Annakaisa Haapasalo appointed as Professor of Molecular Neurodegeneration

A working-age person’s strange behaviour may be a sign of frontotemporal dementia – patient-derived cells now provide new insights into the disease

Frontotemporal dementia doesn’t usually start with memory symptoms; instead, initial symptoms may include changes in behaviour, personality or mood.

“It often takes years to reach the right diagnosis. We need new diagnostic tools and biomarkers that could help to recognise the disease earlier, for example from a blood sample,” Professor Annakaisa Haapasalo says.

The development of diagnostics and pharmacotherapy for frontotemporal dementia requires a better understanding of molecular and cellular level disease mechanisms. Haapasalo explores these using, e.g., skin cells donated by patients as well as induced pluripotent stem cells derived from them.

Annakaisa Haapasalo was appointed as Professor of Molecular Neurodegeneration at the University of Eastern Finland this summer. She has a long track record in research addressing neurodegenerative disorders. At the A. I. Virtanen Institute for Molecular Sciences, she has years of experience in leading a research group that focuses on frontotemporal dementia caused specifically by a repeat expansion in the C9orf72 gene. This gene mutation is the most common cause of hereditary frontotemporal dementia. It is particularly prevalent in Finland, where nearly 50% of patients are its carriers. 

Frontotemporal dementia is a progressive memory disorder that usually starts in later working years. However, the age of onset of symptoms varies greatly, from under 30 to over 80. There may be dramatic changes in the behaviour and personality of the person affected. Symptoms vary from patient to patient, ranging from loss of inhibition, recklessness and abnormal desires to lack of initiative and apathy. Some have problems with speech, or symptoms pointing at Parkinson’s disease or ALS. “Memory symptoms may start occurring only as the disease progresses. Typically, finding the right diagnosis takes time.”

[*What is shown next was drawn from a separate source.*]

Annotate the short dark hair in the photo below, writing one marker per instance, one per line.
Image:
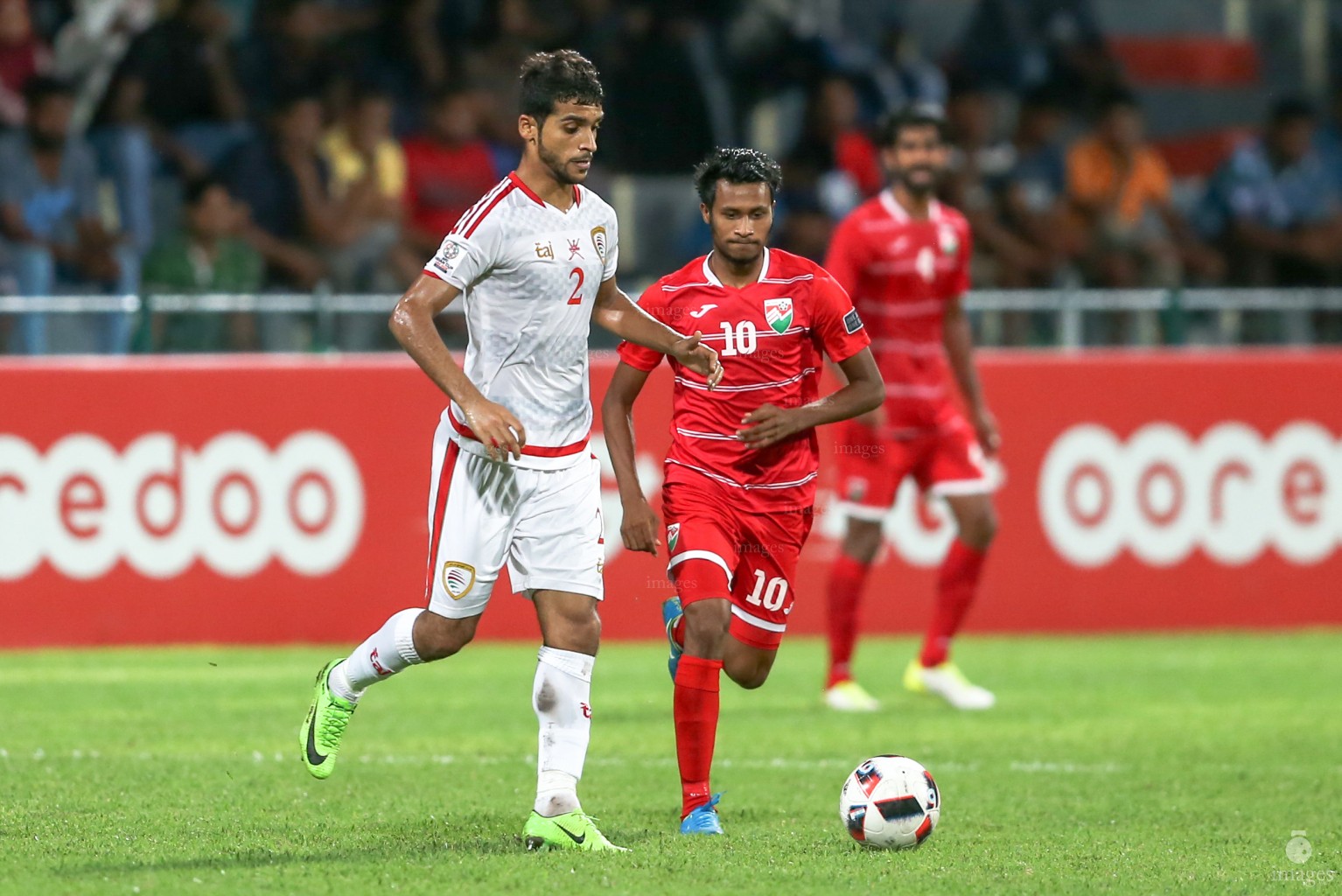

Synaptic changes may explain symptoms

Haapasalo’s interest in frontotemporal dementia was sparked by the complex nature and strong hereditariness of the disease. “Nearly all carriers of the C9orf72 repeat expansion eventually get sick. However, a large number of patients have a sporadic disease, which means that its causes are unknown.”

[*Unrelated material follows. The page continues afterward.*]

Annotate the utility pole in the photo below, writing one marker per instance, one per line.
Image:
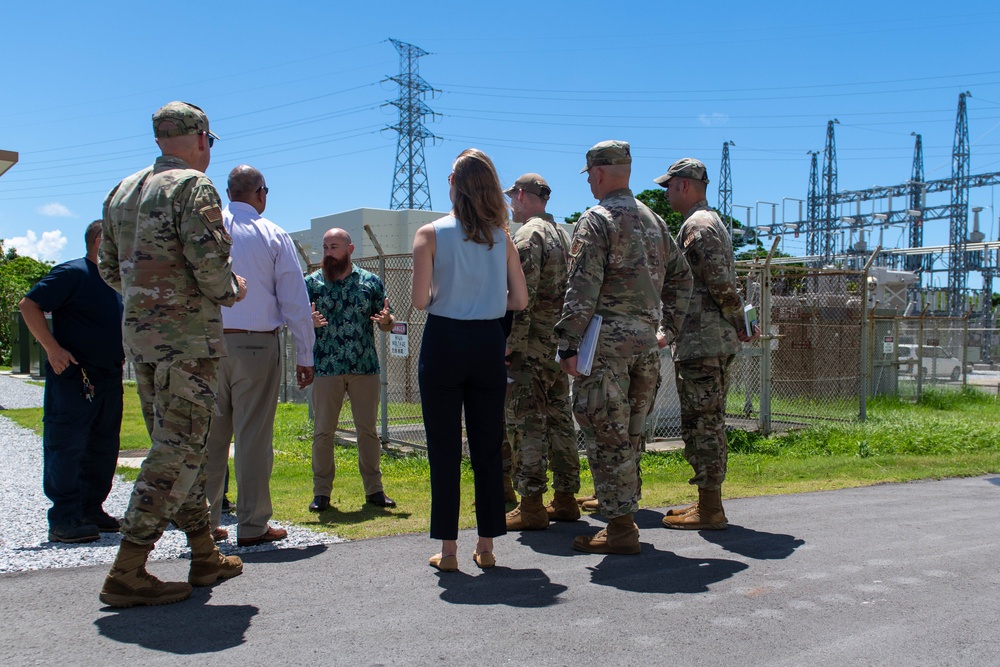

Patients’ skin samples allow researchers to explore how a gene mutation or a sporadic form of the disease alter cell function. Skin cells are first reprogrammed into stem cells and then used to produce different brain cells in which pathogenic changes can be investigated.

“Frontotemporal dementia seems to be associated with, e.g., abnormal function of synapses, which are responsible for passing information between neurons. We have previously shown, in a mouse neuron model, that the C9orf72 repeat expansion causes such abnormalities, and we are now studying this in patient-derived cells.”

Haapasalo leads the SynaDeg consortium funded by the EU’s JPND programme, which investigates early synaptic changes in frontotemporal dementia and Lewy body dementia. International collaboration between several universities and hospitals makes it possible to compare changes observed on the cellular level with patients’ symptoms and changes in the synaptic function in their brain, as well as with changes measured from cerebrospinal fluid and blood samples.

“We hope to discover synaptic biomarkers that are specific to frontotemporal dementia and could enable early diagnosis. Treatments targeting synaptic changes could perhaps also be developed.”

Besides neurons, Haapasalo’s group also investigates changes associated with frontotemporal dementia in microglia, that is, in immune cells regulating inflammatory responses in the brain.

“It seems that immune system function is altered in frontotemporal dementia. We are particularly interested in the interaction between neurons and microglia, and how this is linked to synaptic changes.”

Investigating disease mechanisms and testing drugs in skin cell cultures

To date, frontotemporal dementia lacks both precision diagnostics and disease-modifying therapies. However, existing diagnostic methods can exclude, e.g., Alzheimer's disease, the pharmacotherapy of which can even exacerbate symptoms of frontotemporal dementia.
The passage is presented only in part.